Gender inequality arose 8000 years ago

At a time when human societies were abandoning their wanderlust in favour of agricultural settlements, the first inklings of gender inequality were taking root.

That’s according to a study published in the European Journal of Archaeology, which analysed 5000-to-8000-year-old graves on the Iberian Peninsula.

Accounts of historical gender inequalities have largely focused on written records. Work by the historian Gerda Lerner in the early 1990s, for instance, found that by the second century BCE gender inequalities were already entrenched in middle eastern societies.

Lerner figured that the cultural practice of valuing men over women arose some time in pre-history, before written records emerged.

Archaeologists Marta Cintas-Peña and Leonardo García Sanjuán from the University of Seville in Spain decided to plumb the archaeological record to find out if she was right.

Twenty-one sites, which together contained the remains of more than 500 individuals buried in everything from individual tombs to pit graves and collective cave burials, were analysed.

The majority of the bodies were of an undetermined sex, many of them children. Nevertheless, of the 198 whose sex was known, men were over-represented. For every female grave, there were 1.5 male graves. Children were also less common than would be expected.

“The quantity of males cannot be natural,” says Cintas-Peña, suggesting that there was a cultural element skewing the record. Women and children might not have been afforded the same likelihood of receiving a formal burial as a male in Neolithic society.

The types of objects that an individual was buried with also differed. Men were more likely to be buried with arrowheads and other projectiles, women with ceramics.

Men were also over-represented in cave art from the time – most often in scenes depicting hunting and war – and were more likely than females to have signs of injury or a violent death.

“All of the evidence that we found in some way linked to the predominance of men in terms of violence,” says Cintas-Peña. “There was a difference in power and this difference in power maybe was based in the use of violence by males.”

But there were lots of similarities, too. The very best graves at any given site, for instance, didn’t always belong to a man, so males didn’t enjoy outright dominance at the expense of women.

The findings could put to rest debates about whether gender inequalities are determined by biological differences, or are a facet of human culture, according to Cintas-Peña.
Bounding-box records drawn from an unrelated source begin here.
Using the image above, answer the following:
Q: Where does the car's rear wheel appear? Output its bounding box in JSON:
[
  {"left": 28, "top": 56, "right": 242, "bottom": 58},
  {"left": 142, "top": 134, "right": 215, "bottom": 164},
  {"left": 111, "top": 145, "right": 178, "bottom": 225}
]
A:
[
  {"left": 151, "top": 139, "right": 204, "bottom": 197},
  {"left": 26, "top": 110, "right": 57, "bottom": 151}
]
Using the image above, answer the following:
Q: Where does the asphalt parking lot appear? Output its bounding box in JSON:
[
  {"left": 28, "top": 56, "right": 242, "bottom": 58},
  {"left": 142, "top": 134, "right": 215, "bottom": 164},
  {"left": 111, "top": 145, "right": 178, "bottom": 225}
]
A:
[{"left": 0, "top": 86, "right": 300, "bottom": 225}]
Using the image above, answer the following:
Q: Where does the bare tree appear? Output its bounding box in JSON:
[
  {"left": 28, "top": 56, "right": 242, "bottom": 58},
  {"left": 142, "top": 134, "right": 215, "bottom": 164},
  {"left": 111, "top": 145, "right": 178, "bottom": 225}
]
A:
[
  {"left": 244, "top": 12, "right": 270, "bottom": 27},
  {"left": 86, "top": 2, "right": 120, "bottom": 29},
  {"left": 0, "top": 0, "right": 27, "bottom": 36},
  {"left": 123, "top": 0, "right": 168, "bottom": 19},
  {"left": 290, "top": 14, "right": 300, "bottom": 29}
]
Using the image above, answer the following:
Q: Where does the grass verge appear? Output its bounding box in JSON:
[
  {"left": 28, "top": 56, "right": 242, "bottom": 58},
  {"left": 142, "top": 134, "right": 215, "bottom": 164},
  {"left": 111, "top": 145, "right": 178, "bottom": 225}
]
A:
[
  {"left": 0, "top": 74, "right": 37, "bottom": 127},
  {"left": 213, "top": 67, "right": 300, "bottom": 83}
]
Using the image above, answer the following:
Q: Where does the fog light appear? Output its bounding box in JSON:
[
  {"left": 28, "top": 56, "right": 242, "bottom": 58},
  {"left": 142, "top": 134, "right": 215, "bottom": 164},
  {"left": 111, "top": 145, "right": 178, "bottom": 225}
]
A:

“If we can say that gender inequality began in the Neolithic, or in the Copper Age or in any period, it means that it’s something cultural, it’s not something biologically determined,” she says.

The emergence of gender differences was likely just one of many profound changes that took place in Neolithic societies, along with social inequalities that arose as people started to accumulate private property, adds Cintas-Peña.

“Gender inequality in my opinion had a really central role in the origin of social complexity,” she says.

Not everyone is convinced.

“I would argue that anthropological research can provide much more clues about the origins of gender inequality,” says archaeologist Francisco Almeida from the Taungurung Clans Aboriginal Corporation (TCAC) in Victoria, Australia, who was not involved in the study.

Still, Cintas-Peña believes the differences her study has uncovered are enough to warrant a closer look at other archaeological sites from the Neolithic for additional evidence.

Understanding its origins could also help us better understand the inequalities that plague modern society, she adds: “If we know the origins of gender inequality, we have more tools to confront it.”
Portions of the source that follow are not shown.